Can you bounce back from a bad first impression?

You only get one chance at making a first impression. Which is fundamentally correct. But what happens when you say one offbeat thing, wear a wrinkled tie, or your hands shake and you spill coffee on the table?

Can you overcome a bad first impression?

Of course you can!

Ok, in all fairness, you can’t always overcome a bad first impression. Being outwardly rude on a phone interview or ill-mannered on a date might not net you a second chance. But, in many situations, you’ll get another opportunity, and then what should you do? Here are a few ways you might be able to tip the scale in your favor.

Acknowledge your slip (whatever it is), but don’t keep bringing it up

You want to make it clear that you know you made a mistake during that first interaction (particularly a personal one), but nothing is worse than when someone forgives you and you just can’t stop talking about it. People want to be heard and have their feelings acknowledged, but generally, they’re happy to move on and so should you.

Slowly build trust

Bouncing back when you’ve made a bad impression isn’t fast or easy. It’s a process that you need to invest in. Once you’ve acknowledged what went wrong, figure out the best way to show that you’re better than that. If you wore that wrinkly tie to a pitch meeting, maybe make it a point to dress a little crisper for the next one (and the one after that). If you made a sarcastic remark (my specialty) and it didn’t come across as well as you thought, react a little more slowly and thoughtfully. Be consistent with the person you made the bad impression on and don’t rush it.
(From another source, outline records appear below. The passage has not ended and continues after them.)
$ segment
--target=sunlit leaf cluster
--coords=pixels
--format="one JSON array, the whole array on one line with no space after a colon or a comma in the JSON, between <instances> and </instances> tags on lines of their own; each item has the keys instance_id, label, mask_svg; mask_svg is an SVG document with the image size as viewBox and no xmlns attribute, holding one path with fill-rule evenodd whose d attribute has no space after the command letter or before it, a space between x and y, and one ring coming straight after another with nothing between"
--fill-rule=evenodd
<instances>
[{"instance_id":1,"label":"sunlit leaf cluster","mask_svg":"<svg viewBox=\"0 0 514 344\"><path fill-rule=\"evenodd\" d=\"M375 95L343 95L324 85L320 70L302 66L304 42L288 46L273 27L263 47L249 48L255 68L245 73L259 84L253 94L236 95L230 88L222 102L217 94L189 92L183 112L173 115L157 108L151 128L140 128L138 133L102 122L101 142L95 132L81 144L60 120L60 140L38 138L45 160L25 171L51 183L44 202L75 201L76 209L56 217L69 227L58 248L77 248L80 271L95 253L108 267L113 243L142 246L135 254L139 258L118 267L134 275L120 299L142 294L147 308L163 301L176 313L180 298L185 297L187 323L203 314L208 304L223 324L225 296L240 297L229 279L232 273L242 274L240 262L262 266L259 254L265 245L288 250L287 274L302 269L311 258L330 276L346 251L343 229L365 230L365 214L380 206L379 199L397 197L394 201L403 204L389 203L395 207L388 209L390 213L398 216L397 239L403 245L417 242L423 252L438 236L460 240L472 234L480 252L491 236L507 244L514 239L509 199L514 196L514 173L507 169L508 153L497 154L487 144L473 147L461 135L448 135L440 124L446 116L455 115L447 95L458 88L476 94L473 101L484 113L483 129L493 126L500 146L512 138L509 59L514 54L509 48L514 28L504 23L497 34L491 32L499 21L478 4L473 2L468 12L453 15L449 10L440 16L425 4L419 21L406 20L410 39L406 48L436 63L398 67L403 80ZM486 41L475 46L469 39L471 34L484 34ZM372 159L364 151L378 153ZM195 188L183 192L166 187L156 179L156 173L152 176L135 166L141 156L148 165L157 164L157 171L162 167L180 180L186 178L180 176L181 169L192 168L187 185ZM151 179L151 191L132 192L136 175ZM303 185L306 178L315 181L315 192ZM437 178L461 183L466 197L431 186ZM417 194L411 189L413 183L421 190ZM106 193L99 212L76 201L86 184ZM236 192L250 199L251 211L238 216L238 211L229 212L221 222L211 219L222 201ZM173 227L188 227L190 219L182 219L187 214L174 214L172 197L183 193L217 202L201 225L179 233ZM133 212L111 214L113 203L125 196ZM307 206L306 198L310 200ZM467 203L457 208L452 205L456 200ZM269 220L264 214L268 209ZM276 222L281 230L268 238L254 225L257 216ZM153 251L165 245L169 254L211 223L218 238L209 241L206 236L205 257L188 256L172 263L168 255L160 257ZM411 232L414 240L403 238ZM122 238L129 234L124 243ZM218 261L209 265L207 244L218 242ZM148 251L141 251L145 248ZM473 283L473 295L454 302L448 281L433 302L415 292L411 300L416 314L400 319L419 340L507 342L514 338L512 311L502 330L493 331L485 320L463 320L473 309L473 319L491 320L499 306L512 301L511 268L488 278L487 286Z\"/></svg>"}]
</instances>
According to some science, it takes 8 positive interactions to change a negative impression. Other science says 5 positive interactions. I think the takeaway here is that it takes a lot more positive impressions (and a lot more time) to get rid of one negative one.

Be genuine

If you are truly a kind, gracious, and humble person, no one will hold it against you forever if they didn’t like you at first. Don’t force a relationship, though. Be your true self and show people the real you. Don’t try to make big gestures, since they might seem inauthentic and like you’re trying too hard. Take the time to build an honest relationship and remember that first impressions are just the beginning. Over time, perception can change and you can be the pilot of the way it changes.

On the flip side of all this is giving people the benefit of the doubt when you can. Remember that we all have to make first impressions and that we’re all imperfect people with flaws and quirks. Wouldn’t you want to know that someone didn’t immediately judge you or cast you off because of a small error?

It’s easier to become a sinner than a saint, but that doesn’t mean it’s impossible. Don’t count yourself out when you don’t have to!